There is a problem with black culture.
You probably instantly assumed that I am racist because I said that – a white dude making a blanket statement that there is a problem with black culture. Here, one sentence in, is where we need to make our first differentiation.
If I say that there is a problem with black people, then that is a racist statement. It makes an assumption based on race. If I say that there is a problem with black culture, then I am condemning an idea, a viewpoint, and a mindset. There is literally nothing racist about that – it defies the very definition.
There is a problem with black culture for several reasons; however, the core problem can be boiled down to a single issue: it assumes that blacks are treated unequally if they are not treated with privilege. It denies the existence of a universal, blind standard by which everyone deserves to be treated, regardless of race, color, religion, sex, or creed. That standard is the foundation of justice and of equality. Whenever one people group demands that they be treated as above the standard, or outright denies that that standard exists, there is a significant problem which cannot be overcome as long as that viewpoint is held.

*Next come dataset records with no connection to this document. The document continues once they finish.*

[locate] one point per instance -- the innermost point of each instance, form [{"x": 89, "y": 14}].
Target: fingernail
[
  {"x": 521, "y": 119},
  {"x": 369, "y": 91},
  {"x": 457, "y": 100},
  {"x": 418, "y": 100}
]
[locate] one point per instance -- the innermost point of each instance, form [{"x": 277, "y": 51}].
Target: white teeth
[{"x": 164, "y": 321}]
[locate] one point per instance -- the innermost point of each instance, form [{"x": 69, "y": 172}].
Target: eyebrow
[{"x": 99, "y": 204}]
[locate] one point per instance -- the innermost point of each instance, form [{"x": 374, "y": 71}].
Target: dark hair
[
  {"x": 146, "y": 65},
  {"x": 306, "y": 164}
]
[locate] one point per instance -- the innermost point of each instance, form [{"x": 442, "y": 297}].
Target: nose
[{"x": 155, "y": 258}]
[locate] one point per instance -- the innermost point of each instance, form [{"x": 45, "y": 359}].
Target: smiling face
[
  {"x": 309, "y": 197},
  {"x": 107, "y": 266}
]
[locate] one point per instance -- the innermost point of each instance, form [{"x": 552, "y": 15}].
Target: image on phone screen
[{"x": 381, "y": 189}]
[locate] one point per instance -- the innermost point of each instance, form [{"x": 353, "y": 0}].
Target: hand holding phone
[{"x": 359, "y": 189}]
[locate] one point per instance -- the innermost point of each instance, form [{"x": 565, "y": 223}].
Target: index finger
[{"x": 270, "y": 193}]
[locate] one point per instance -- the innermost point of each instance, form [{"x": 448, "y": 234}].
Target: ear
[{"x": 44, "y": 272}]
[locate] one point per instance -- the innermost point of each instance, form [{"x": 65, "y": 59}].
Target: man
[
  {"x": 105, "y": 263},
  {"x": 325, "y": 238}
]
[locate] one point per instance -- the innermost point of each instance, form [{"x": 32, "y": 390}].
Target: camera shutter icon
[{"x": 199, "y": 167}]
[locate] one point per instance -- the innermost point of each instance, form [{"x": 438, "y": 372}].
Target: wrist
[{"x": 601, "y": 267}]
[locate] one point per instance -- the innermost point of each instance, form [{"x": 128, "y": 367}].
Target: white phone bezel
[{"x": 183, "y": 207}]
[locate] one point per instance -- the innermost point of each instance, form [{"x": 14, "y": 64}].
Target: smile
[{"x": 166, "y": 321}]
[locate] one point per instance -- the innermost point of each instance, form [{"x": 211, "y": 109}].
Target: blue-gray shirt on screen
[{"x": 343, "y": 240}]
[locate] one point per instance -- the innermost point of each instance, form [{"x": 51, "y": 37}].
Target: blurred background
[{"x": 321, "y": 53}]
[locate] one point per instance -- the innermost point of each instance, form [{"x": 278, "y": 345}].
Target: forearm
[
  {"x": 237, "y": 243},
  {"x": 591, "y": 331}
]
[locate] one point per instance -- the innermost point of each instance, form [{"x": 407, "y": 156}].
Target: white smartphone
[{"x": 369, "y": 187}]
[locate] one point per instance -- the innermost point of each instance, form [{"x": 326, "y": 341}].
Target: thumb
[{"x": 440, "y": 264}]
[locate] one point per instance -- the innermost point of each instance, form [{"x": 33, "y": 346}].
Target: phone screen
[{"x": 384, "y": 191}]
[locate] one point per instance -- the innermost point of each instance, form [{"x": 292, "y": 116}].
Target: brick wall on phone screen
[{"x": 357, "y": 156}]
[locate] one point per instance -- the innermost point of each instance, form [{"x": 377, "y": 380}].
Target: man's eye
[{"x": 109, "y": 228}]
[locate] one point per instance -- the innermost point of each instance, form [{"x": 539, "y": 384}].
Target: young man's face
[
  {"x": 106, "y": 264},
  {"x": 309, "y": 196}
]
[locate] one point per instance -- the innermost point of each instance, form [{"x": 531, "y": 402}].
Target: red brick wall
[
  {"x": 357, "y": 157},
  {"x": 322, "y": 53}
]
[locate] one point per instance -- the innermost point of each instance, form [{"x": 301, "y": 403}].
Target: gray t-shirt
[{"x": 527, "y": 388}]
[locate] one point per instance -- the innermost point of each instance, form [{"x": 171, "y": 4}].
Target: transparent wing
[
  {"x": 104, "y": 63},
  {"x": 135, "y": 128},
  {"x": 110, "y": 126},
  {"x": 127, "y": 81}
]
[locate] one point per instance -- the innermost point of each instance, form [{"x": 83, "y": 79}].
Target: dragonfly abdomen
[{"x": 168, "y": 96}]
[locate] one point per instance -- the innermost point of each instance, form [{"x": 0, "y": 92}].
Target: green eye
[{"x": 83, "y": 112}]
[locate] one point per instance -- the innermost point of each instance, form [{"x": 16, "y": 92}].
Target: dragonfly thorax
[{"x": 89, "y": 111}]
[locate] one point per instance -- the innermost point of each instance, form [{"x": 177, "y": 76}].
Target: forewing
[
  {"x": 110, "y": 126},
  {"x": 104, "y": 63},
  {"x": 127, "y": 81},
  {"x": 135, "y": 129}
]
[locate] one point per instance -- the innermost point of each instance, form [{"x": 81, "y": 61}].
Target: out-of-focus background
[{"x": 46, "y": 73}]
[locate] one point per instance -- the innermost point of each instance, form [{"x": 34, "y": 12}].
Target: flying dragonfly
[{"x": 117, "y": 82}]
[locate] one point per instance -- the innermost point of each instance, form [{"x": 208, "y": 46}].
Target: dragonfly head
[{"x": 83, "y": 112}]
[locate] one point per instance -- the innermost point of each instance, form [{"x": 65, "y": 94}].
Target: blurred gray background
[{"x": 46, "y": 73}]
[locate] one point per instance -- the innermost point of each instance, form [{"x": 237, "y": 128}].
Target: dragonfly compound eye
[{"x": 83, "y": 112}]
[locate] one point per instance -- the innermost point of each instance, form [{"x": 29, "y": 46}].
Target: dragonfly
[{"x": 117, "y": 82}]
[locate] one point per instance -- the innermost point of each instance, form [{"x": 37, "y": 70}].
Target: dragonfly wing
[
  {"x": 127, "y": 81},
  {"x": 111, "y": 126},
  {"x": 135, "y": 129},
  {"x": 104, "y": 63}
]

A few weeks ago I was part of a discussion on a forum at a university where I used to teach. The subject of the discussion was people of color (POC) and white privilege. The viewpoint that was almost universally held by those representing the POC stance was comprised of two positions:
- That people of color were institutionally repressed, and that white people couldn’t possibly tell them they weren’t because white people didn’t know what it was like to be a POC.
- That white privilege exists universally for all white people, and that no matter how many exceptions that were pointed out (e.g., all of the white people on the discussion board talking about how they were paying for college themselves, how they had worked since they were 13, came from poor backgrounds, et cetera), the POC were able to see white privilege in everything white people had and did, even if the white people didn’t see it themselves.

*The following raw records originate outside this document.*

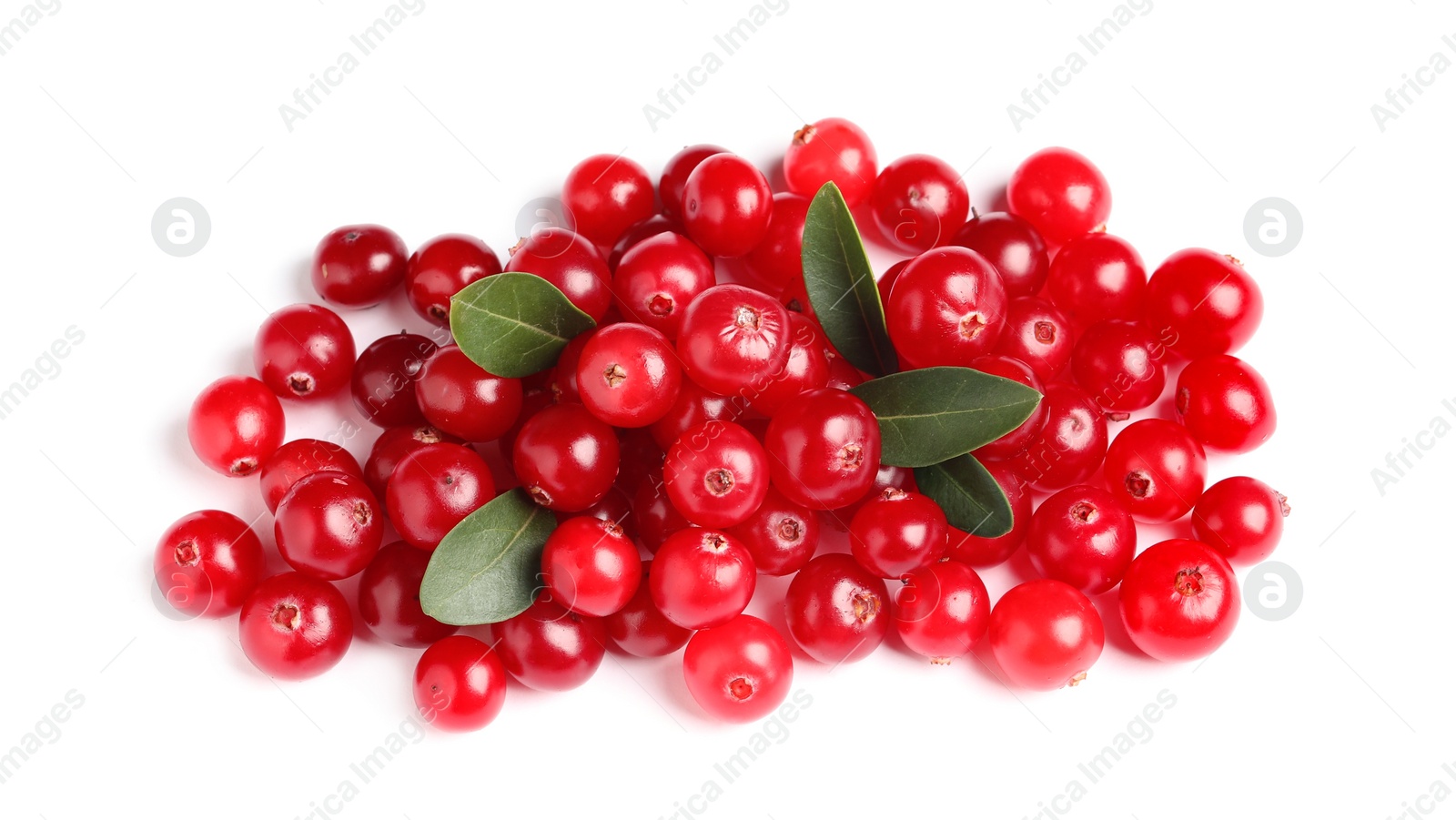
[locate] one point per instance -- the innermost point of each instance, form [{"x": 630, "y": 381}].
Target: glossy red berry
[
  {"x": 385, "y": 379},
  {"x": 1241, "y": 519},
  {"x": 1046, "y": 633},
  {"x": 296, "y": 626},
  {"x": 948, "y": 306},
  {"x": 459, "y": 683},
  {"x": 551, "y": 648},
  {"x": 727, "y": 204},
  {"x": 1098, "y": 277},
  {"x": 235, "y": 424},
  {"x": 1060, "y": 193},
  {"x": 207, "y": 562},
  {"x": 1179, "y": 601},
  {"x": 1155, "y": 470},
  {"x": 897, "y": 533},
  {"x": 565, "y": 458},
  {"x": 359, "y": 266},
  {"x": 832, "y": 150},
  {"x": 641, "y": 630},
  {"x": 329, "y": 524},
  {"x": 1012, "y": 247},
  {"x": 836, "y": 611},
  {"x": 303, "y": 351},
  {"x": 917, "y": 203},
  {"x": 389, "y": 597},
  {"x": 733, "y": 337},
  {"x": 571, "y": 262},
  {"x": 462, "y": 400},
  {"x": 701, "y": 579},
  {"x": 823, "y": 449},
  {"x": 1203, "y": 303},
  {"x": 590, "y": 565},
  {"x": 943, "y": 611},
  {"x": 298, "y": 459},
  {"x": 659, "y": 277},
  {"x": 740, "y": 670},
  {"x": 1082, "y": 536},
  {"x": 440, "y": 268},
  {"x": 628, "y": 375},
  {"x": 1225, "y": 404},
  {"x": 1121, "y": 364},
  {"x": 608, "y": 194},
  {"x": 434, "y": 488}
]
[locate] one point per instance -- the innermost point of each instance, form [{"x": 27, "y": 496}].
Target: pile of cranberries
[{"x": 645, "y": 441}]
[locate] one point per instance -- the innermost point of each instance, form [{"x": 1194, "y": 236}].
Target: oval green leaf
[
  {"x": 487, "y": 568},
  {"x": 514, "y": 324},
  {"x": 842, "y": 284},
  {"x": 938, "y": 412},
  {"x": 968, "y": 494}
]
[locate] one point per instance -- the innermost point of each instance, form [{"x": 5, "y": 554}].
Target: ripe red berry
[
  {"x": 235, "y": 424},
  {"x": 608, "y": 194},
  {"x": 434, "y": 488},
  {"x": 740, "y": 670},
  {"x": 359, "y": 266},
  {"x": 628, "y": 375},
  {"x": 832, "y": 150},
  {"x": 727, "y": 204},
  {"x": 460, "y": 398},
  {"x": 303, "y": 351},
  {"x": 1179, "y": 601},
  {"x": 296, "y": 626},
  {"x": 440, "y": 268},
  {"x": 823, "y": 449},
  {"x": 1012, "y": 247},
  {"x": 329, "y": 524},
  {"x": 836, "y": 611},
  {"x": 943, "y": 611},
  {"x": 948, "y": 306},
  {"x": 1225, "y": 404},
  {"x": 1155, "y": 470},
  {"x": 565, "y": 458},
  {"x": 1060, "y": 193},
  {"x": 1203, "y": 303},
  {"x": 897, "y": 533},
  {"x": 1082, "y": 536},
  {"x": 207, "y": 562},
  {"x": 571, "y": 262},
  {"x": 389, "y": 597},
  {"x": 298, "y": 459},
  {"x": 1046, "y": 633},
  {"x": 701, "y": 579},
  {"x": 590, "y": 565},
  {"x": 1241, "y": 519},
  {"x": 459, "y": 683},
  {"x": 551, "y": 648},
  {"x": 385, "y": 379},
  {"x": 917, "y": 203}
]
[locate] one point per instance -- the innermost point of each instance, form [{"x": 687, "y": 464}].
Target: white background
[{"x": 466, "y": 113}]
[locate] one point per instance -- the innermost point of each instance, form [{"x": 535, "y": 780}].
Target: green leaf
[
  {"x": 842, "y": 286},
  {"x": 936, "y": 412},
  {"x": 485, "y": 570},
  {"x": 514, "y": 324},
  {"x": 968, "y": 494}
]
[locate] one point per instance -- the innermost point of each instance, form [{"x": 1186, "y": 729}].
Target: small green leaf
[
  {"x": 968, "y": 494},
  {"x": 514, "y": 324},
  {"x": 485, "y": 570},
  {"x": 936, "y": 412},
  {"x": 842, "y": 284}
]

The level of intellectual dishonesty here is astounding. Here was a group of people simultaneously claiming that POC knew exactly what it was like to be white, even to the point of claiming that the white people themselves didn’t understand it, while simultaneously invalidating any white opinion because they didn’t know what it was like to be a POC. When I pointed this out, you can probably guess what the response was: I was labeled a racist.

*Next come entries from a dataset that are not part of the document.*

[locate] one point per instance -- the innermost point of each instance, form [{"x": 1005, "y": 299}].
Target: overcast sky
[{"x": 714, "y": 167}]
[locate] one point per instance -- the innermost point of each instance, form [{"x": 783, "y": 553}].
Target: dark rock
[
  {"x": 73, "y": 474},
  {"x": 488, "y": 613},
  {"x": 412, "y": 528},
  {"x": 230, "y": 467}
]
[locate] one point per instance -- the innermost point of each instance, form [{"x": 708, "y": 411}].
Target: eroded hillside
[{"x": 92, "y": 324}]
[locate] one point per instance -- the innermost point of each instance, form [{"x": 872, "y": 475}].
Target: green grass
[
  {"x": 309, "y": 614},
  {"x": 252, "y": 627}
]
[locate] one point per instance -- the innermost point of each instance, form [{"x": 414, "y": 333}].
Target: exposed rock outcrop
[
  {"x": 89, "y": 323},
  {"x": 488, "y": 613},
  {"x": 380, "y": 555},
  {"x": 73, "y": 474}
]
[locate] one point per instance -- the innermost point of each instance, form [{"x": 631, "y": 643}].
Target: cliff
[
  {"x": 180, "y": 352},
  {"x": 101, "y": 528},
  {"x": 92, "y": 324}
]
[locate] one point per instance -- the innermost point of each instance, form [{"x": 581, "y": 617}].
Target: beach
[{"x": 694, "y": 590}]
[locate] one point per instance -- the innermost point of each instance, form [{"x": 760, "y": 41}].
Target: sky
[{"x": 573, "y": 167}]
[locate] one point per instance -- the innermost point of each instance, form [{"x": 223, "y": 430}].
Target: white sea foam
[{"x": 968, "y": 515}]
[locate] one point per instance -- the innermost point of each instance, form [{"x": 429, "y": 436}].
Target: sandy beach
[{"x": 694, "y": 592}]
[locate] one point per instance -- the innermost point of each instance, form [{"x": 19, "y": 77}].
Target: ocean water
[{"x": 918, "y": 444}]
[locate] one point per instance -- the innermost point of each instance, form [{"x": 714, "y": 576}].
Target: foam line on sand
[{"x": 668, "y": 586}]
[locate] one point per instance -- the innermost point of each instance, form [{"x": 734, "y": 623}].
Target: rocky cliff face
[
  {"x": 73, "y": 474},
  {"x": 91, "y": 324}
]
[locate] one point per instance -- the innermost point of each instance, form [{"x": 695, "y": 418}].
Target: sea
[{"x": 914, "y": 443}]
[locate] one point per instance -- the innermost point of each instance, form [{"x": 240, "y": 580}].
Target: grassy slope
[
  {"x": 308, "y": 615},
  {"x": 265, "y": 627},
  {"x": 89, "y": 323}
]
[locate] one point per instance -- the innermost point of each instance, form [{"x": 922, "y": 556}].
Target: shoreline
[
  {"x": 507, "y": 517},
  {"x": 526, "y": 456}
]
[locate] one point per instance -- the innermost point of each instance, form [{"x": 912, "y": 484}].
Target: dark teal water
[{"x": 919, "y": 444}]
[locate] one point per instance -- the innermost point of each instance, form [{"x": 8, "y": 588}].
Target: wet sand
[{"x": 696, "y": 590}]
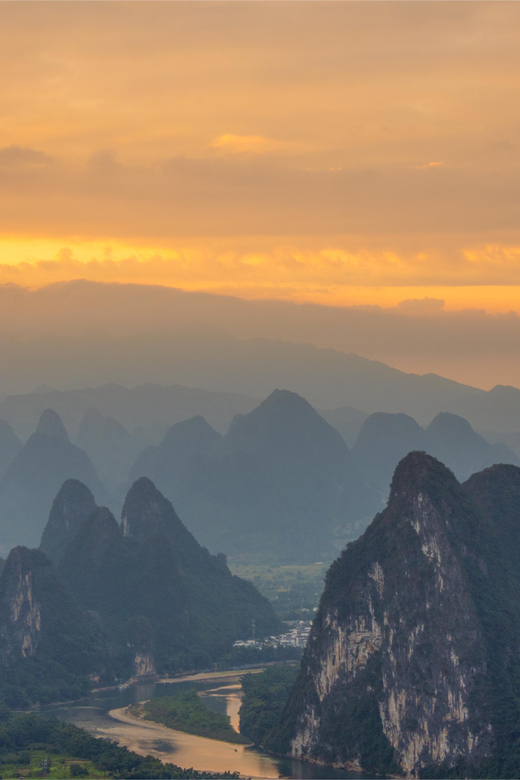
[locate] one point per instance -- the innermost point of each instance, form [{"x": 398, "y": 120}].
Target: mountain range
[
  {"x": 117, "y": 600},
  {"x": 412, "y": 666},
  {"x": 280, "y": 486}
]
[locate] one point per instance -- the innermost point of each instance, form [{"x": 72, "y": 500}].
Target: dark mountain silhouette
[
  {"x": 145, "y": 411},
  {"x": 162, "y": 600},
  {"x": 50, "y": 424},
  {"x": 280, "y": 485},
  {"x": 34, "y": 477},
  {"x": 411, "y": 667},
  {"x": 452, "y": 439},
  {"x": 383, "y": 441},
  {"x": 73, "y": 504},
  {"x": 10, "y": 446},
  {"x": 48, "y": 647},
  {"x": 386, "y": 438},
  {"x": 109, "y": 446}
]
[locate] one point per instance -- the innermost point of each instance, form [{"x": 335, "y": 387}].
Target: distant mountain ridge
[
  {"x": 327, "y": 378},
  {"x": 123, "y": 600},
  {"x": 34, "y": 476},
  {"x": 279, "y": 486}
]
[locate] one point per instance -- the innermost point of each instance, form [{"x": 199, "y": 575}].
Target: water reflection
[{"x": 220, "y": 694}]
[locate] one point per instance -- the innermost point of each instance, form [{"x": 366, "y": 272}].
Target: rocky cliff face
[
  {"x": 21, "y": 625},
  {"x": 46, "y": 643},
  {"x": 411, "y": 665}
]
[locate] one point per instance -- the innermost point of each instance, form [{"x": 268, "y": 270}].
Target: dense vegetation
[
  {"x": 185, "y": 711},
  {"x": 293, "y": 590},
  {"x": 264, "y": 697},
  {"x": 26, "y": 740}
]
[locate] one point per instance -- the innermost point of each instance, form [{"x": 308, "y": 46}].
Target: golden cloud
[{"x": 247, "y": 144}]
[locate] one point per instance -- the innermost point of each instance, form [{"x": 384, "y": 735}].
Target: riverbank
[
  {"x": 210, "y": 755},
  {"x": 186, "y": 711}
]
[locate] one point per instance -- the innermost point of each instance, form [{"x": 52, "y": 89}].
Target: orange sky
[{"x": 343, "y": 153}]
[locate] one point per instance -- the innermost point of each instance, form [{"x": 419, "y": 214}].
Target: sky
[{"x": 338, "y": 153}]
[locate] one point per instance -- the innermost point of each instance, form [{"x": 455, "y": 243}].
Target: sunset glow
[{"x": 341, "y": 153}]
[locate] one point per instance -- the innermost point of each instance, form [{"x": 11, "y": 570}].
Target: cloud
[
  {"x": 23, "y": 156},
  {"x": 247, "y": 144},
  {"x": 428, "y": 165},
  {"x": 422, "y": 305}
]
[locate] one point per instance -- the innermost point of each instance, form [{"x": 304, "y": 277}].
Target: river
[{"x": 104, "y": 714}]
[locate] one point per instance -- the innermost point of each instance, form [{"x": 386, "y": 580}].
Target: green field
[
  {"x": 294, "y": 590},
  {"x": 185, "y": 711}
]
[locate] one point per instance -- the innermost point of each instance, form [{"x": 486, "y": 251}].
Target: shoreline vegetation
[
  {"x": 34, "y": 747},
  {"x": 185, "y": 711}
]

When I inquired into the justification of how people actually came to believe this double standard, the answer was a reference to what was currently being taught on the university in social science classes. Apparently it was being taught that white people couldn’t possibly experience racism because racism, at a definitional level, could only be experienced by those who had traditionally been oppressed. The fact that all people groups have been oppressed by those of other races at some point in their history aside, this is mind-blowing. The concept of racism had been removed as an objective standard (i.e., racism is when discrimination occurs based on race) and been replaced by an entirely subjective standard (i.e., racism can only be experienced by POC at the hands of white people). One may be tempted to laugh at the sheer absurdity of this viewpoint, but you would quickly be sobered when you see tweets like this:
The worst part is that none of these tweets fit the current definition of racism as it is currently taught in America, even in institutions of (supposed) higher learning.
The Black Lives Matter movement has given these people a voice, and it is within this movement that we find some of the starkest examples of what is wrong with black culture. For example, watch what happens when someone proposes that Black Lives Matter in a white neighborhood, and contrast that to what happens when he holds an All Lives Matter sign in a black neighborhood.
The worst reaction he got was a dismissive, perhaps even disrespectful, laugh when he held the BLM sign in a white neighborhood. The typical reaction he got in a black neighborhood by even proposing that all lives were equal was repeatedly being physically attacked. This double standard, this denial of an objective reality, is at the heart of the problem.
Blacks have been oppressed. So have whites. So have Native Americans, and every single other race in the history of the world. To assume that systemic racism must exist because it once existed is the epitome of ignorance, and no conversation about social justice can progress until an objective standard with equal and universal standards is acknowledged.